Immer die gleichen Sprüche

Die Haupterntezeit für Erdbeeren ist vorbei. Das merkt man nicht nur am schrecklichen Zustand der Durchschnittsbeere, sondern auch daran, dass sich die Standardfrage der Kunden gewandelt hat: Aus »Giabt’s scho Erdbeeren?« ist »Giabt’s scho Himbeeren?« geworden. – Und diese Frage beantworte ich mit einem Nicken und dem Lautwort »M-hm.«.

Befallene Himbeere

Ich habe einen Mund, aber ich darf nicht schreien. Zumindest nicht am Arbeitsplatz. Würde ich aber gern, statt immer wieder die gleichen Phrasen mit anderen Phrasen beantworten zu müssen. – Hier nur die Antwortsätze, die ich täglich gefühlte dreihundert Mal ausspreche:

Ja, schon. Aber es macht inzwischen mehr Arbeit, als Spaß.

Ja, das ist besser. Einfach mal kurz hier auf die Waage stellen.

Unten rechts, beim blauen Sonnenschirm.

In den hinteren Reihen, unten am Zaun. Am besten, sie gehen ganz nach unten durch bis zum Zaun und füllen ihr Gefäß erst auf dem Rückweg zur Kasse.

Die ersten beiden [Johannisbeer-]Reihen von rechts sind rot, die dritte und vierte Reihe schwarz.

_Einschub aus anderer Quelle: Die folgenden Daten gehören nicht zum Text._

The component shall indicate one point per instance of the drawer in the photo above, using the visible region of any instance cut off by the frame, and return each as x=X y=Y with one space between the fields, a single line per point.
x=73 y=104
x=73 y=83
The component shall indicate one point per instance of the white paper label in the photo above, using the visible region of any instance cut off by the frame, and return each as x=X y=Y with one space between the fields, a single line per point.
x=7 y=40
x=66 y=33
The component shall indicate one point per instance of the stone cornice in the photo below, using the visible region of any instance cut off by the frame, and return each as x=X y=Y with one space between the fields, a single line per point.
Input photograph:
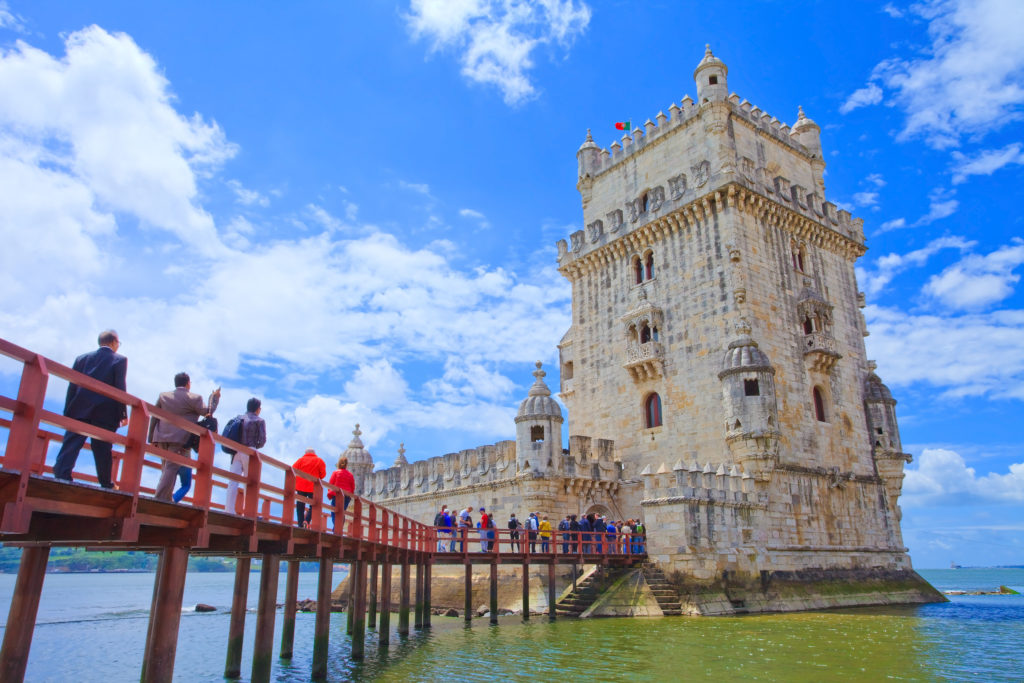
x=700 y=210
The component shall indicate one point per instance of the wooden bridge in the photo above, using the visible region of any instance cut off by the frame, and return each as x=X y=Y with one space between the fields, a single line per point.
x=38 y=512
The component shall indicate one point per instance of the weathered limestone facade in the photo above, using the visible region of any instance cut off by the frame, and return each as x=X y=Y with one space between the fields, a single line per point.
x=717 y=367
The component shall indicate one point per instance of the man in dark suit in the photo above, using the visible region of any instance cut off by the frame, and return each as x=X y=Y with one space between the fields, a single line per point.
x=105 y=366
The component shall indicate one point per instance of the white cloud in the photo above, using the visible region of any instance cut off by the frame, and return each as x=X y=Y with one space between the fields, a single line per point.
x=420 y=187
x=942 y=478
x=496 y=38
x=895 y=12
x=969 y=83
x=475 y=215
x=887 y=267
x=986 y=162
x=248 y=197
x=9 y=19
x=978 y=281
x=894 y=224
x=941 y=205
x=100 y=121
x=865 y=199
x=978 y=354
x=869 y=94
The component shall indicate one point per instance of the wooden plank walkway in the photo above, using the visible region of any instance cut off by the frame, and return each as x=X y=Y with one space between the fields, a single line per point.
x=38 y=512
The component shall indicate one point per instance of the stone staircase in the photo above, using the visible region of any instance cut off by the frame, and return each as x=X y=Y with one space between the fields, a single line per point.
x=588 y=591
x=668 y=598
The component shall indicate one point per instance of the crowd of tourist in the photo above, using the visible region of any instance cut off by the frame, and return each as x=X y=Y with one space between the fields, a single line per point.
x=587 y=534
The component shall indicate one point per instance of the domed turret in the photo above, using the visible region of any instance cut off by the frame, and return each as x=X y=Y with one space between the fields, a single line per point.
x=588 y=157
x=539 y=428
x=749 y=403
x=360 y=463
x=808 y=133
x=711 y=79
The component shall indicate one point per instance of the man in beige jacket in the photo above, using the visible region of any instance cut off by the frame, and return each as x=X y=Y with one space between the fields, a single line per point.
x=170 y=437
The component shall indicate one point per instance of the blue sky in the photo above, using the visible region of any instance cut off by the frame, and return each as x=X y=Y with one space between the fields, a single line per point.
x=350 y=209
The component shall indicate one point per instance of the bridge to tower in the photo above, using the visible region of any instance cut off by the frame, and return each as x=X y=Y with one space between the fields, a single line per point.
x=37 y=512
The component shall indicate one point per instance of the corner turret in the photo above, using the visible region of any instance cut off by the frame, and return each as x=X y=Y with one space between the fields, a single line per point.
x=711 y=79
x=539 y=429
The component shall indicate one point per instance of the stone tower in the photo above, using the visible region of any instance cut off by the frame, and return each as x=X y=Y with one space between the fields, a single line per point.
x=717 y=341
x=539 y=429
x=360 y=463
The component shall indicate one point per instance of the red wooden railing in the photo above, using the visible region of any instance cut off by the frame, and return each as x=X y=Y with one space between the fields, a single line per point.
x=26 y=419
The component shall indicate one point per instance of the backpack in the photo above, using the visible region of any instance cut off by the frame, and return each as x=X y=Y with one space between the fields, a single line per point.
x=232 y=430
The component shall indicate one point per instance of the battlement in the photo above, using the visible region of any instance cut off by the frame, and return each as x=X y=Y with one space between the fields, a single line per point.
x=701 y=484
x=679 y=117
x=587 y=459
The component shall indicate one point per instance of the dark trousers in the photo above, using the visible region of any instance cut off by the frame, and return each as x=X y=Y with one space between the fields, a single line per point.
x=302 y=514
x=344 y=507
x=100 y=453
x=184 y=475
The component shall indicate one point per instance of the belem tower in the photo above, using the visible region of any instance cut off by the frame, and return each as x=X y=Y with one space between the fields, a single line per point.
x=714 y=373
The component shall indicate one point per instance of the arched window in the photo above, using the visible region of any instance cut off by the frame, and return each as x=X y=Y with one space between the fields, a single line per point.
x=819 y=406
x=652 y=411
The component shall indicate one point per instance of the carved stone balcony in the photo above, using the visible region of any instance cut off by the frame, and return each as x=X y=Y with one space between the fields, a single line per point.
x=644 y=360
x=819 y=350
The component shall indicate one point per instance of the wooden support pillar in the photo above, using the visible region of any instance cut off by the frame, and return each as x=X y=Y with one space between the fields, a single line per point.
x=469 y=593
x=403 y=599
x=291 y=598
x=552 y=609
x=372 y=604
x=237 y=630
x=428 y=570
x=322 y=630
x=418 y=611
x=494 y=593
x=350 y=606
x=263 y=646
x=359 y=610
x=384 y=633
x=525 y=592
x=165 y=613
x=22 y=617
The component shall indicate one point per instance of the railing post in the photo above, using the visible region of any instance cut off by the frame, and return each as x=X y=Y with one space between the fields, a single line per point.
x=291 y=598
x=22 y=438
x=165 y=614
x=22 y=616
x=384 y=633
x=263 y=646
x=322 y=630
x=237 y=629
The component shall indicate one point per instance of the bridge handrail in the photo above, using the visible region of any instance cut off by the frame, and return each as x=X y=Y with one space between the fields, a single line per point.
x=28 y=443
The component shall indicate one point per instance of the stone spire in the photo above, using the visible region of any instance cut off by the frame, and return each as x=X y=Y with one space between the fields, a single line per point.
x=360 y=463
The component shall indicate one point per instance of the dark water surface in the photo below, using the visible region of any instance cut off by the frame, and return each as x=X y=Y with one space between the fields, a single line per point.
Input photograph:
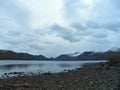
x=8 y=66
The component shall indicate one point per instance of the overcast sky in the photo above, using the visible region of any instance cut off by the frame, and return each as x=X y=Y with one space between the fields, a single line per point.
x=53 y=27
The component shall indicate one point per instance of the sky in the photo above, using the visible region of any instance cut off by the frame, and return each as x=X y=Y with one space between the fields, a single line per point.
x=54 y=27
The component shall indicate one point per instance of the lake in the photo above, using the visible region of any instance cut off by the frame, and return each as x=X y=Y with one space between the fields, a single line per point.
x=7 y=66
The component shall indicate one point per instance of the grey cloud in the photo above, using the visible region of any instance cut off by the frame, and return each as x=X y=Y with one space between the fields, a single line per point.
x=65 y=33
x=14 y=10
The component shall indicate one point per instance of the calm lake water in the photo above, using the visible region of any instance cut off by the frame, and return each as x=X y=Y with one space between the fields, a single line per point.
x=8 y=66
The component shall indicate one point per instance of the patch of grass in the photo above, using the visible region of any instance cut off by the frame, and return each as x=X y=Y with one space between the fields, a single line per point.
x=114 y=60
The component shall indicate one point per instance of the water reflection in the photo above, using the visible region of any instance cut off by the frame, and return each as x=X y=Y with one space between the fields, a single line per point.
x=12 y=66
x=41 y=66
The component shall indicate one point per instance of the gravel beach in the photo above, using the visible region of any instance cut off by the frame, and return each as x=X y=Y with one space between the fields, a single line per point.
x=100 y=76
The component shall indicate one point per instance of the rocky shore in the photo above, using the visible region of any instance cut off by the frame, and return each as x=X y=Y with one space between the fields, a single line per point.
x=96 y=77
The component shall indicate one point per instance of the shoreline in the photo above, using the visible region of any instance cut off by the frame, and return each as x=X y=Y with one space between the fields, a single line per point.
x=100 y=76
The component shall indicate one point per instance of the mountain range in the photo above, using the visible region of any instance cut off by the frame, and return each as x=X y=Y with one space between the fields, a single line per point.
x=87 y=55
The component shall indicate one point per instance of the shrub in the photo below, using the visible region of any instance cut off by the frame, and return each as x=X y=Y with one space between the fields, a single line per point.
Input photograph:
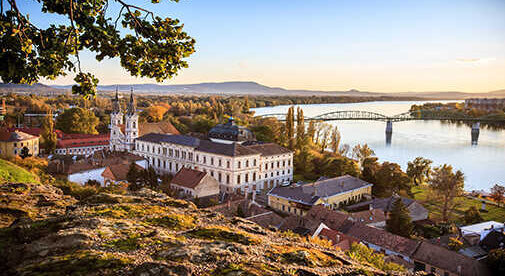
x=362 y=253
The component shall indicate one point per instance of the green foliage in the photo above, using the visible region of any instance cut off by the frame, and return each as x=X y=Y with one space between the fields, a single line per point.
x=472 y=216
x=498 y=194
x=78 y=191
x=133 y=177
x=361 y=253
x=153 y=47
x=10 y=173
x=388 y=179
x=455 y=244
x=419 y=170
x=447 y=186
x=77 y=120
x=399 y=221
x=496 y=261
x=48 y=136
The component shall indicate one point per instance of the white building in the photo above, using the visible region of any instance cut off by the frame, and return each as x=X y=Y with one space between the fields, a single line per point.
x=123 y=135
x=231 y=155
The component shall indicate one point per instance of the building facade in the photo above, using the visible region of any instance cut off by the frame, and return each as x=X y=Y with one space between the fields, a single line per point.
x=230 y=155
x=334 y=193
x=82 y=144
x=124 y=127
x=12 y=143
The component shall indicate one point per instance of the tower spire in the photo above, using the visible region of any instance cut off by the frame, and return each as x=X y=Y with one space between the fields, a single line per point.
x=116 y=107
x=131 y=109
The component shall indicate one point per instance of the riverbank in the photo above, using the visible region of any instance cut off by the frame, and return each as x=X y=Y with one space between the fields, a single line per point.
x=492 y=212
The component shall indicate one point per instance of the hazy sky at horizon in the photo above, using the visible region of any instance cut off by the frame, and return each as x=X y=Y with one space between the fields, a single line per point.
x=332 y=45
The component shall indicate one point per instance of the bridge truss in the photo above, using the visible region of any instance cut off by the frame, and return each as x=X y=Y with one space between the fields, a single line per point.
x=360 y=115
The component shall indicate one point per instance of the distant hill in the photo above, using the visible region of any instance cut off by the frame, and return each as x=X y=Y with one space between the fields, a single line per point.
x=38 y=88
x=244 y=88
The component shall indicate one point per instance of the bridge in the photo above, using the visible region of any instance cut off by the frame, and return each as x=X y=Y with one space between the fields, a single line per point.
x=360 y=115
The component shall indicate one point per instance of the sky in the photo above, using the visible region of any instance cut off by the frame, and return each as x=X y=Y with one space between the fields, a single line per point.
x=334 y=45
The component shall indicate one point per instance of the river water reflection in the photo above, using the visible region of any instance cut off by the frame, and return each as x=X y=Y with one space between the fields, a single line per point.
x=483 y=165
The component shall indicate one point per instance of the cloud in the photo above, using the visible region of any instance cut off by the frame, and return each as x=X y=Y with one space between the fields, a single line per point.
x=474 y=60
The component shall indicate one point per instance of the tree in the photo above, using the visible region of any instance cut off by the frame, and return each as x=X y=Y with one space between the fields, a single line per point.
x=496 y=261
x=419 y=170
x=48 y=135
x=498 y=194
x=300 y=129
x=150 y=178
x=133 y=177
x=147 y=45
x=472 y=216
x=360 y=153
x=290 y=125
x=335 y=140
x=77 y=120
x=447 y=186
x=390 y=178
x=399 y=221
x=25 y=152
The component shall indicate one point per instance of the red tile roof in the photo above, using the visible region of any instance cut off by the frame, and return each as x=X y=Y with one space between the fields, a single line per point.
x=118 y=172
x=188 y=178
x=83 y=140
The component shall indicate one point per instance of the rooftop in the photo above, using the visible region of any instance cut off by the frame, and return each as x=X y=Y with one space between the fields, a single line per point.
x=15 y=136
x=231 y=132
x=188 y=178
x=309 y=193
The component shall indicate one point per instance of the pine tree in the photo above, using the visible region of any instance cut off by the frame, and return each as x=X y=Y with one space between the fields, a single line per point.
x=399 y=221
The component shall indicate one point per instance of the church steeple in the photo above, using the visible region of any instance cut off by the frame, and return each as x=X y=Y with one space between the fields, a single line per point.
x=116 y=107
x=131 y=109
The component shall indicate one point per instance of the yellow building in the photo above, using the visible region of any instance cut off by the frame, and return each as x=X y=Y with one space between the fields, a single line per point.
x=13 y=142
x=334 y=193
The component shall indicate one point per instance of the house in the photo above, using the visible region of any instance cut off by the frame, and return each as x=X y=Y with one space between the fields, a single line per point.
x=481 y=229
x=334 y=192
x=493 y=240
x=416 y=210
x=82 y=144
x=382 y=241
x=12 y=143
x=431 y=258
x=338 y=239
x=194 y=183
x=117 y=173
x=80 y=169
x=373 y=217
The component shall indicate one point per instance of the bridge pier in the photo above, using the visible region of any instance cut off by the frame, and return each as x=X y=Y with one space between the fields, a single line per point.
x=389 y=132
x=475 y=133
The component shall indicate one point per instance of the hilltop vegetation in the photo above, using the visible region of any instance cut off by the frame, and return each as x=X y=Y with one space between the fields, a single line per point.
x=147 y=233
x=10 y=172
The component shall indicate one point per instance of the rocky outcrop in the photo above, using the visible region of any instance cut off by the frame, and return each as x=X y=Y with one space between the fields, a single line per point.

Nein, tut mir leid. Das rentiert sich einfach nicht mehr, denn der Stundenlohn unseres [natürlich polnischen] Pflückteams würde über dem Erlös aus dem Verkauf vorgepflückter Erdbeeren liegen. Aber natürlich können sie selbst pflücken. Doch das ist kein Spaß mehr, denn die meisten Beeren sind entweder verschimmelt, verdurstet oder fleckig von Regentropfendruckstellen.

Ja, aber bei der Konkurrenz sieht’s mit Erdbeeren auch nicht besser aus zur Zeit.

Kein Problem, ich kann wechseln.

Wiederschauen.

Danke, ebenfalls.

Würde ich pro Standardspruch und nicht pro Arbeitsstunde bezahlt, könnte ich jahrelang von den Zinsen leben.